When we enter in a relationship, we strive not only for the enhancement of the self, but also for the enhancement of the relationship. When we work for the betterment of the relationship, it takes us out of our self-centered fear and out from behind the walls of aggression, defense and retreat.

Learning boundaries is a fundamental tool in relational development. In order for our relationships to become intimate, we must learn the art of controlled vulnerability. A concept from the work on boundaries presented by Pia Mellody. Controlled vulnerability means the ability to keep yourself safe and utilize boundaries, while at the same time being vulnerable. Controlled vulnerability keeps us open enough that our partners can know us, but it defends us from destructive incoming energy.

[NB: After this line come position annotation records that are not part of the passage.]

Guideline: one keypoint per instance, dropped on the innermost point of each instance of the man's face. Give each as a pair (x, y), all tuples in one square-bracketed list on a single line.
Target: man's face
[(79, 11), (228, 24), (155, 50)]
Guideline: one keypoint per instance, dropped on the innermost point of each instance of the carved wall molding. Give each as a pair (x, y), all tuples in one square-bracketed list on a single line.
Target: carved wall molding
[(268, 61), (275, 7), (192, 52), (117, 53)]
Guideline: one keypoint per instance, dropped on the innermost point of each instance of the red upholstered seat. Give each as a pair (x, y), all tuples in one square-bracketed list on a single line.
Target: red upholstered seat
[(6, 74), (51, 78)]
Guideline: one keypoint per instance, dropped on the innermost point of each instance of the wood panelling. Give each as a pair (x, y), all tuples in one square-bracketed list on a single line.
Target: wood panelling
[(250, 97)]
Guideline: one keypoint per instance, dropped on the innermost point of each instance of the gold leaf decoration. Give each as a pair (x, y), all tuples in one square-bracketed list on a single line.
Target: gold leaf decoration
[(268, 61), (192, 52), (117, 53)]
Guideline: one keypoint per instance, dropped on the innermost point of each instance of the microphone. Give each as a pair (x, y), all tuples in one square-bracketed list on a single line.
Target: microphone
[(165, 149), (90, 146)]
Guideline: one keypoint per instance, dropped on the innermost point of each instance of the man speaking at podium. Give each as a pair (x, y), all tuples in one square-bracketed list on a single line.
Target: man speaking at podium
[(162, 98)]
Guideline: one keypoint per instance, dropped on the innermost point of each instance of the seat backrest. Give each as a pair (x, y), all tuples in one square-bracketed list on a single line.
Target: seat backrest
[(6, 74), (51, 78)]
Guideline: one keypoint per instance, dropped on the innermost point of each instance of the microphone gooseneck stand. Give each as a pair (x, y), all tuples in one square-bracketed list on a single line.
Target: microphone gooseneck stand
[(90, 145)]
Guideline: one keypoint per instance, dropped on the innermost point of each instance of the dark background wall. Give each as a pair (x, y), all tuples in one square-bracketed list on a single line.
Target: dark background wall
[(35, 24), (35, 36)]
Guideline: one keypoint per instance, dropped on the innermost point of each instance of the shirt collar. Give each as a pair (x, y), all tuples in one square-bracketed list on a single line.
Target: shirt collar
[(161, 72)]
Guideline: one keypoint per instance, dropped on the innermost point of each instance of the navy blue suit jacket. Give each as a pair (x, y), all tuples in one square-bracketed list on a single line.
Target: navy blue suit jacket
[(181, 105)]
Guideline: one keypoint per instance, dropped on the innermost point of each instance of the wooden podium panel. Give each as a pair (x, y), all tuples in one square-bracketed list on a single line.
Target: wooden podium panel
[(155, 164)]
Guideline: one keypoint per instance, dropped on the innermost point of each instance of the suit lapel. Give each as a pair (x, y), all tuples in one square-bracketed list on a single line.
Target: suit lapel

Our bodies are made up of energy. We learned as children to become attuned to our caregivers' energy. We knew when they walked in the room what their mood was, without their saying a word. We picked up on their energy, their vibration. In fact, most of us become hyper-vigilant to energy; it's the way we learn to survive.

Addicts live in extremes. They flood energy like Ingrid Bergman in Clasablanca, oozing sexual energy like thick molasses dripping off the screen. Or they are walled off, emotionally shut down like the Terminator, a robotic character void of emotional connection and authenticity.

The goal in emotional maturity is the moderate expression of our energy, neither flooding or damming its flow. It becomes a steady stream of conscious expression.